16.1. Table Statistics

Presto supports statistics based optimizations for queries. For a query to take advantage of these optimizations, Presto must have statistical information for the tables in that query.

Table statistics are provided to the query planner by connectors. Currently the only connector that supports statistics is the Hive Connector.

Table Layouts

Statistics are exposed to the query planner by a table layout. A table layout represents a subset of a table’s data and contains information about the organizational properties of that data (like sort order and bucketing).

The number of table layouts available for a table and the details of those table layouts are specific to each connector. Using the Hive connector as an example:

  • Non-partitioned tables have just one table layout representing all data in the table
  • Partitioned tables have a family of table layouts. Each set of partitions to be scanned represents one table layout. Presto will try to pick a table layout consisting of the smallest number of partitions based on filtering predicates from the query.

Available Statistics

Currently, the following statistics are available in Presto:

  • For the table:
    • row count: the total number of rows for the table layout
  • For each column in a table:
    • data size: the data size that needs to be read
    • nulls fraction: the fraction of null values
    • distinct value count: the number of distinct values
    • low value: the smallest value in the column
    • high value: the largest value in the column

The set of statistics available for a particular query depends on the connector being used and can also vary by table or even by table layout. For example, the Hive connector does not currently provide statistics on data size.

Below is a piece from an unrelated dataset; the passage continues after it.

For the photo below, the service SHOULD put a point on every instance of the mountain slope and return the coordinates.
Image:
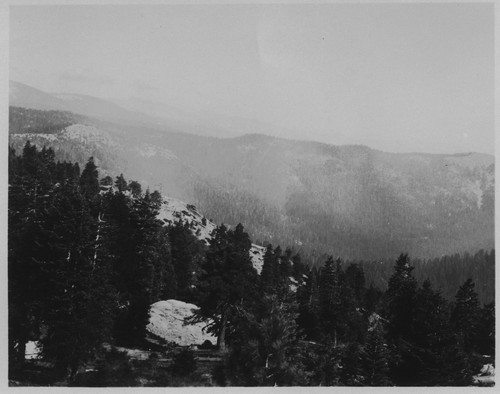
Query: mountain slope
(349, 201)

Displaying Table Statistics

Table statistics can be displayed via the Presto SQL interface using the SHOW STATS command. There are two flavors of the command:

  • SHOW STATS FOR <table_name> will show statistics for the table layout representing all data in the table
  • SHOW STATS FOR (SELECT <column_list|*> FROM <table_name> WHERE <filtering_condition>) will show statistics for the table layout of table t representing a subset of data after applying the given filtering condition. Both the column list and the filtering condition used in the WHERE clause can reference table columns.

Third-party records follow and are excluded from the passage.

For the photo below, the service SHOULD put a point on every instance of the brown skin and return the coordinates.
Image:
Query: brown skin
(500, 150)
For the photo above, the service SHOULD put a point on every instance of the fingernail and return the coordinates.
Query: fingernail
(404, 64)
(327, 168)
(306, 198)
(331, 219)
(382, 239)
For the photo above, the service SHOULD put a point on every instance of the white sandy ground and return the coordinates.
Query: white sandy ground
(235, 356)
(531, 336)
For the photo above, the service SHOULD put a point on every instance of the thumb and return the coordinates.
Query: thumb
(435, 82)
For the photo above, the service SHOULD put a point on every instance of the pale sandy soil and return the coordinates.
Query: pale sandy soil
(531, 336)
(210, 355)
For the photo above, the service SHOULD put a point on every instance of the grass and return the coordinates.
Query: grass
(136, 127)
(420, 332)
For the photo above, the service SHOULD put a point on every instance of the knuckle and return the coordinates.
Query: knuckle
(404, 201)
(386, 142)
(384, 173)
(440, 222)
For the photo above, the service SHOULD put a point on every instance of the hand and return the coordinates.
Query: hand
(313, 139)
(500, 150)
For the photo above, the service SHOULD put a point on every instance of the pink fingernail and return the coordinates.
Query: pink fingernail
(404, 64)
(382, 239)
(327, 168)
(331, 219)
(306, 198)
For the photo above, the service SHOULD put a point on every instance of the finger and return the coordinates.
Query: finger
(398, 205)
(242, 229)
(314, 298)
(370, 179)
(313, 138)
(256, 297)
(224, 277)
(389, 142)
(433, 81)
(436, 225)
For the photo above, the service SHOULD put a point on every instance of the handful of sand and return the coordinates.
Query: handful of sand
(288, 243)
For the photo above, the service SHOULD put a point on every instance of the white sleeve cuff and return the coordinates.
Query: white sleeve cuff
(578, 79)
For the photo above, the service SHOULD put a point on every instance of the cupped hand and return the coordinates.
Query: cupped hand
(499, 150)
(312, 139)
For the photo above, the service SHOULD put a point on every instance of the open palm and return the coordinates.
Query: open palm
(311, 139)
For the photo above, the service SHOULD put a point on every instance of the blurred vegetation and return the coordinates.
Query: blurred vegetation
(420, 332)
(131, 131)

In both cases, the SHOW STATS command outputs two types of rows. For each column in the table there is a row with column_name equal to the name of that column. These rows expose column-related statistics for a table (data size, nulls count, distinct values count, min value, max value). Additionally there is one row with NULL as the column_name. This row contains table-layout wide statistics - for now just the row count.

For example:

presto:default> SHOW STATS FOR nation;

 column_name | data_size | distinct_values_count | nulls_fraction | row_count |     low_value      |     high_value
-------------+-----------+-----------------------+----------------+-----------+--------------------+--------------------
 regionkey   | NULL      |                   5.0 |            0.0 | NULL      | 0                  | 4
 name        | NULL      |                  25.0 |            0.0 | NULL      | ALGERIA            | VIETNAM
 comment     | NULL      |                  25.0 |            0.0 | NULL      |  haggle. carefu... | y final package...
 nationkey   | NULL      |                  25.0 |            0.0 | NULL      | 0                  | 24
 NULL        | NULL      | NULL                  | NULL           |      25.0 | NULL               | NULL
 (5 rows)


presto:default> SHOW STATS FOR (SELECT * FROM nation WHERE nationkey > 10);

 column_name | data_size | distinct_values_count | nulls_fraction | row_count |     low_value      |     high_value
-------------+-----------+-----------------------+----------------+-----------+--------------------+--------------------
 regionkey   | NULL      |                   5.0 |            0.0 | NULL      | 0                  | 4
 name        | NULL      |                   9.0 |            0.0 | NULL      | IRAN               | VIETNAM
 comment     | NULL      |                  14.0 |            0.0 | NULL      |  pending excuse... | y final package...
 nationkey   | NULL      |                   3.0 |            0.0 | NULL      | 10                 | 24
 NULL        | NULL      | NULL                  | NULL           |      25.0 | NULL               | NULL
 (5 rows)

If provided SELECT will filter out all of the partitions (all table layouts), then the SHOW STATS will return no statistic which will be represented as in example below.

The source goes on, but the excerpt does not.